A new sense of mission also emerged from her insights into the slave experience during the making of Beloved. "I've had some bad things happen to me, but I can't even compare that to no free will, the loss of self it comes from . . . that you are owned. What is that? That is the kind of thing that would make you kill yourself and your children, that kind of living death. So you realise - that is where I come from, from a history of people who survived that, to build lives, educate themselves and their children, tried to rebuild themselves . . . What is a self when you've never owned yourself? If they did that, then there's no reason I can't do anything. No reason whatsoever. So then the question became - what will I do? What will I do myself with this life that I've created for myself? That's the place it put me in. I said I will no longer be used by television . . ."
Whoa there. Used? Oprah? Used by television? When?
"Well from the beginning actually. All of us who are programmers in television, to a great extent, you programme what you think will work. You say this will get the number, this is a ratings period, so let's do this because this will work. So in the beginning I would do shows that I felt would get numbers. I'm just more conscious and cautious about it now. I say to all my producers `when you come in here with an idea, along with that idea, you say what is the ultimate intention'. Our intention is that in some way we have a mission statement, that we want in some way to use this show to enlighten, to encourage, to uplift as well as entertain. `Entertaining' isn't good enough."

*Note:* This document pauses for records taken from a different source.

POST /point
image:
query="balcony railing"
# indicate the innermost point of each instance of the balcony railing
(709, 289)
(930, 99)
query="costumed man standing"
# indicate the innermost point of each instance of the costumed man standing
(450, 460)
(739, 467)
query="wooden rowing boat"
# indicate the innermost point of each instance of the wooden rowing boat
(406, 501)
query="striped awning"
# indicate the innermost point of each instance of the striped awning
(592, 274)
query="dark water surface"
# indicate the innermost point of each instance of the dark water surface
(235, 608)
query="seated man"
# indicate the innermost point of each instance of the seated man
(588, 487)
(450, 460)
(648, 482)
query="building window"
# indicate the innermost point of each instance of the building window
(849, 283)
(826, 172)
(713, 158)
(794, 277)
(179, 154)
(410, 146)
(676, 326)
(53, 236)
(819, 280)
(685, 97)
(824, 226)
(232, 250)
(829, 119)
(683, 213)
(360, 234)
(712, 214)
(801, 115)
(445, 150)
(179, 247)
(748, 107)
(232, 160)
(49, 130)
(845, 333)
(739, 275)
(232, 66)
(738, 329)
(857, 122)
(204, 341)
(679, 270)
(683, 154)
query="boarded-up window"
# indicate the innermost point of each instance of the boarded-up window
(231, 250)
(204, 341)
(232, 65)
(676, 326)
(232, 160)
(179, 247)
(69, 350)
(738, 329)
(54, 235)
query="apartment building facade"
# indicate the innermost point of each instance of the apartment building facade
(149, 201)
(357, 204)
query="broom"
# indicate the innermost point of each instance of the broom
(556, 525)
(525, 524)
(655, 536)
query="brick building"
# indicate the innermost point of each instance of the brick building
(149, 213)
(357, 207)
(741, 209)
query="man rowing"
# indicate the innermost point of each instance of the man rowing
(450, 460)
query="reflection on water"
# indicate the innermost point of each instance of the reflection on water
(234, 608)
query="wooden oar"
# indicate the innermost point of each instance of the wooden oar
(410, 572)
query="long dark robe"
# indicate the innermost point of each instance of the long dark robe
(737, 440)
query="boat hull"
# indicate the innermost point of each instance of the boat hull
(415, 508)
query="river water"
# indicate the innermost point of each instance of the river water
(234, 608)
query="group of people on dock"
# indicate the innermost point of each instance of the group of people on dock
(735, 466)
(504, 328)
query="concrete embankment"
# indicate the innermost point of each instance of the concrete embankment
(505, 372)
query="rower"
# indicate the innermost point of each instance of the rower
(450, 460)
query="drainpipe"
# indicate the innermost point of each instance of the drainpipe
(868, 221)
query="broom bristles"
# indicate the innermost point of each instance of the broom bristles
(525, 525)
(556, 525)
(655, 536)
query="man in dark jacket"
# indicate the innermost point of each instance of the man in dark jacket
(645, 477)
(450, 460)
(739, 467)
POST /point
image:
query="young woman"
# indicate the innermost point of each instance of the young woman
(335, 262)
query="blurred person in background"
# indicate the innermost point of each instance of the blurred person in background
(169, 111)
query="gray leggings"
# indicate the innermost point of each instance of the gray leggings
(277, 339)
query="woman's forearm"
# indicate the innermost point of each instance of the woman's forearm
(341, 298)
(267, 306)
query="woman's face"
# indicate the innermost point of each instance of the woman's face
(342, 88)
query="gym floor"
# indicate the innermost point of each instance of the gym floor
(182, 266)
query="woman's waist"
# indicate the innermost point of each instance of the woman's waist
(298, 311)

This sounds a lot like remorse, an attempt to atone. Does she have regrets about shows she has done? "I don't regret because my friend Maya Angelou says `when you know better, you do better' . . ."
It was good for its time, she insists; got all the taboo issues out in the open such as child abuse, sexual abuse, divorce and the reality of the destruction that alcoholism wreaks on families; reminded Americans - whose dysfunction, she reckons, stems partly from the notion that "everyone else's life is happier than ours" - that they are more alike than different. Uh-huh, you interject, but . . . But she's there before you "And then I got tired of it . . .", she booms, rather unexpectedly.
"For many years we spent talking to women who were abused. Battered women: that used to be one of my things. You know" - and the voice drops to a deep, passionate quiver - " `Save the Battered Women'. And then I got tired of it and got tired of women with battered women syndrome. I said - on air - `I'm tired of this, we have talked about it on air, we now know it's an issue, we now know what battered woman syndrome is. What are you now willing to do to change it? I don't want to sit and talk to you about it anymore if you're not willing to do something to change it'. We went through a whole period of `We Have Been Victimised'. We did about two years of that" - and she chants, whingily, hilariously - " `Victims, we're victims, our mothers weren't good enough, we were abused as children, our husbands aren't treating us right . . .' " - then, the stern, control freak voice returns - " `Now, what are you going to do about it?' And that's where I am now".